Why I give:
“Bread & Roses gives me a glimpse of the future we stand for.”
“I like that Bread & Roses breaks down the silos between organizations,” says Elisabeth Bass, a member of the 2017 Tribute to Change planning committee and longtime Bread & Roses supporter. “I think we need mass resistance, and I don’t see one group that functions as a mass organization for the left-progressive movement,” she says. “If we are going to make a leap in our society, we need organizations to come together.”
Bass is a professor at Camden County College, where she teaches English. She has taught in Camden for over 25 years.
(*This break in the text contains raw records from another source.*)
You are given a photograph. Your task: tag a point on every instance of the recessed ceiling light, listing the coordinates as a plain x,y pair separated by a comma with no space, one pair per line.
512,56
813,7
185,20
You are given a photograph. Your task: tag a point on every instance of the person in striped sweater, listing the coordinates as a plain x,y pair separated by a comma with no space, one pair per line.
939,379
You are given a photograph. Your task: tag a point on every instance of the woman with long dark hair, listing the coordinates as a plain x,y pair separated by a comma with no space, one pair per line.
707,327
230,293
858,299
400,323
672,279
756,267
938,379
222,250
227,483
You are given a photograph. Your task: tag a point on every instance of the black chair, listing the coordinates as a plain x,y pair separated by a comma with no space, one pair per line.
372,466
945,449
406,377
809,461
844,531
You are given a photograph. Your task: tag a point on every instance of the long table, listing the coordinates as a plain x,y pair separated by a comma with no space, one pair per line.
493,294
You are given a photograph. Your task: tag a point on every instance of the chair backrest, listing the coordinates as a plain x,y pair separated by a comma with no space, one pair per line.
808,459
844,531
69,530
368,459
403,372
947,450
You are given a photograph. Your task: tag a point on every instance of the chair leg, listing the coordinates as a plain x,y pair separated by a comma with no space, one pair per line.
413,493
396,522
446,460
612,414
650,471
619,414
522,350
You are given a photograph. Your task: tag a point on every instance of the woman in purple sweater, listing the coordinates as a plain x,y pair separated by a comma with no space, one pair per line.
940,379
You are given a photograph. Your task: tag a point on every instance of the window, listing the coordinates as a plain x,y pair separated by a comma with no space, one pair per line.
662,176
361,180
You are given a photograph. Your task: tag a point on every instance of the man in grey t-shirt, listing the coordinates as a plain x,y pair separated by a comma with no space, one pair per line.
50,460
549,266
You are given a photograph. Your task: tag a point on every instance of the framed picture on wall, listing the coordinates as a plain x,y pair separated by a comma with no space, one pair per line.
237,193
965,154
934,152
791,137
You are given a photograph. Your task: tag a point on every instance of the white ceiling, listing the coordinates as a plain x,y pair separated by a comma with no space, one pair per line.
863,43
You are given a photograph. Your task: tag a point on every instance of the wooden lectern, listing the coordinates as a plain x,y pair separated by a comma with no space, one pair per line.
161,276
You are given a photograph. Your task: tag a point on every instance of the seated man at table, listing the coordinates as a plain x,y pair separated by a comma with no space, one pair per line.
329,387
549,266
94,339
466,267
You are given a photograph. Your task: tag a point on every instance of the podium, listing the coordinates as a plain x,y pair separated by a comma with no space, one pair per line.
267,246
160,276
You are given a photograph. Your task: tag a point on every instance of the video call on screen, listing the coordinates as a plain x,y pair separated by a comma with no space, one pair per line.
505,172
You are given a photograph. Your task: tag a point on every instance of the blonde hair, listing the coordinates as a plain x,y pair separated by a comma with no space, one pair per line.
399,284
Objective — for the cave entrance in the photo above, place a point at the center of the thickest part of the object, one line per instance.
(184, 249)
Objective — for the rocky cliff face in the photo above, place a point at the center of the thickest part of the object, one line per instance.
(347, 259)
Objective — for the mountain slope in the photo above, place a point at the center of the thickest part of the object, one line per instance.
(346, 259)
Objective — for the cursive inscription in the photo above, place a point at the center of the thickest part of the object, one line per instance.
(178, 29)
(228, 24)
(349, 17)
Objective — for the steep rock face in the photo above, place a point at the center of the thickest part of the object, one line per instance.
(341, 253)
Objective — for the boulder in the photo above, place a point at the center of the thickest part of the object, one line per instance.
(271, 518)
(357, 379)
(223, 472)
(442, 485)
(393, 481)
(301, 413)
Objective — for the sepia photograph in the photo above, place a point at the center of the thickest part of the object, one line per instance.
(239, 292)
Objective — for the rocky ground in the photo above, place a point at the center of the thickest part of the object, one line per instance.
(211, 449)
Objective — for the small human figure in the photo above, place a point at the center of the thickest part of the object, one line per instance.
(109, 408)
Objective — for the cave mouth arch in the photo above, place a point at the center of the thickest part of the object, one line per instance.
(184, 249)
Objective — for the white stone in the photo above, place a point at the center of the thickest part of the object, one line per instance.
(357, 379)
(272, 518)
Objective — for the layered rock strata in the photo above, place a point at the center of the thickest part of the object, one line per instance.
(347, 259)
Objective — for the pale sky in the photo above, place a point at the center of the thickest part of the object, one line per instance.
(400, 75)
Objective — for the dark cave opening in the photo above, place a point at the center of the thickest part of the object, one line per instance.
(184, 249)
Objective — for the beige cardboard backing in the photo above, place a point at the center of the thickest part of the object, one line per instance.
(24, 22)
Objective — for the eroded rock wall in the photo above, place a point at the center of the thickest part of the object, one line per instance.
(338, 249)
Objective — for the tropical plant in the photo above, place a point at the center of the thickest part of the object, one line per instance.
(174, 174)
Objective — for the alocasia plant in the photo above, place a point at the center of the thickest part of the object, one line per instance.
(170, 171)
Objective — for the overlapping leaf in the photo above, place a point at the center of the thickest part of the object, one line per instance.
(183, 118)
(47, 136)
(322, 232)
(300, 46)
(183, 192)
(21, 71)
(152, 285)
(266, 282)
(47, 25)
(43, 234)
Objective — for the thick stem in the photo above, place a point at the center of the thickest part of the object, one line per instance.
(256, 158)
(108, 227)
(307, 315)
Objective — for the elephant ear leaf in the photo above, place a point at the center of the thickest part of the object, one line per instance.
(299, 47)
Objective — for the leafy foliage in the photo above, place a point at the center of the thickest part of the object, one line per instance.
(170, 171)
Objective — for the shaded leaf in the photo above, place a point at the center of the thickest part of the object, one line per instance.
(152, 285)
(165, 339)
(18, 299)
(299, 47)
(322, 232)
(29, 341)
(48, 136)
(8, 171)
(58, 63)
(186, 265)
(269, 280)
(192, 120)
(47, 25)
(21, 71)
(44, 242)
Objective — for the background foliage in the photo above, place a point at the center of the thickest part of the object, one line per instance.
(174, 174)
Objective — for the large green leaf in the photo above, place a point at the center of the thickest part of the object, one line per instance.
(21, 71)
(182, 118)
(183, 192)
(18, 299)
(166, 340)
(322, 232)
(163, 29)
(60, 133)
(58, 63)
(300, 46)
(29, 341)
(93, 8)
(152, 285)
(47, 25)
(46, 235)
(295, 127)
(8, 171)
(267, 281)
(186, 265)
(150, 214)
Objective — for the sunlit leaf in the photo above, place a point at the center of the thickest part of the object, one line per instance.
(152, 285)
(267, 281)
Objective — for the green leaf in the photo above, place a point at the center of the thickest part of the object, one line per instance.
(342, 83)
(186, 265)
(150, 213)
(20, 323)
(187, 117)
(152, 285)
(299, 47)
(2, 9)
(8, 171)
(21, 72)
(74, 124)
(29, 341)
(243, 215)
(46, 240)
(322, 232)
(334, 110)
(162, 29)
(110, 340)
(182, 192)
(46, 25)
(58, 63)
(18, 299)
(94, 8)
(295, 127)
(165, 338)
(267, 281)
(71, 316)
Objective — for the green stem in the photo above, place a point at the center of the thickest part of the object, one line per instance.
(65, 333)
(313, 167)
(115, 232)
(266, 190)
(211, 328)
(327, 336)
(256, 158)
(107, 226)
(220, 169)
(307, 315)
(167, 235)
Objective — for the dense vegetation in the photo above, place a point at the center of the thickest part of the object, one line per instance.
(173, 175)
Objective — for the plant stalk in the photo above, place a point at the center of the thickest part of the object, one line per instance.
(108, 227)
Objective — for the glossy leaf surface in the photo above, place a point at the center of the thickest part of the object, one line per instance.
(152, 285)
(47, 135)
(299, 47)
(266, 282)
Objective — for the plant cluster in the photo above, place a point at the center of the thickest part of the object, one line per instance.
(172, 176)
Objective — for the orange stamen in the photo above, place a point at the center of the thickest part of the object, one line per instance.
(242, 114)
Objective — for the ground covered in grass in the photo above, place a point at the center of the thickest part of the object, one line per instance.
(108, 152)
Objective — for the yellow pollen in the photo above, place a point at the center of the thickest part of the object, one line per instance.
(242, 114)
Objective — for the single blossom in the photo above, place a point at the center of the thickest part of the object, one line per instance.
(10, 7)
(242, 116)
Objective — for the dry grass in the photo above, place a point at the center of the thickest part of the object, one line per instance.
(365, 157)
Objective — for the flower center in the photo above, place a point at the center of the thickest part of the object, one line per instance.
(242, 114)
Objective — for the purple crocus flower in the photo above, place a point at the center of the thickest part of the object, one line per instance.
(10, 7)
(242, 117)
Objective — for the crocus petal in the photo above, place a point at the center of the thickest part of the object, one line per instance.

Bass sees education as social justice work because she supports her students while they face challenges outside the classroom linked to systemic racism, poverty, and the criminal justice system.
She chose to serve on the Tribute to Change planning committee again this year because it’s a way for her to feel connected and live her values: “At our events, when I share in the solidarity and excitement of the work that everyone in the room is involved in, that’s when I realize what we are fighting for — a world that is not the product of corporate capitalism, divisiveness, misogyny, racism, ecocide, dominance, and exploitation, but a world of unity.”
Bass believes giving to movements for racial and economic justice is an important way for her to participate. “I want to support the good work that people are doing to dismantle white supremacy and the current dangerous oligarchy that is crushing people and the planet beneath the heel of corporate capitalism,” she says.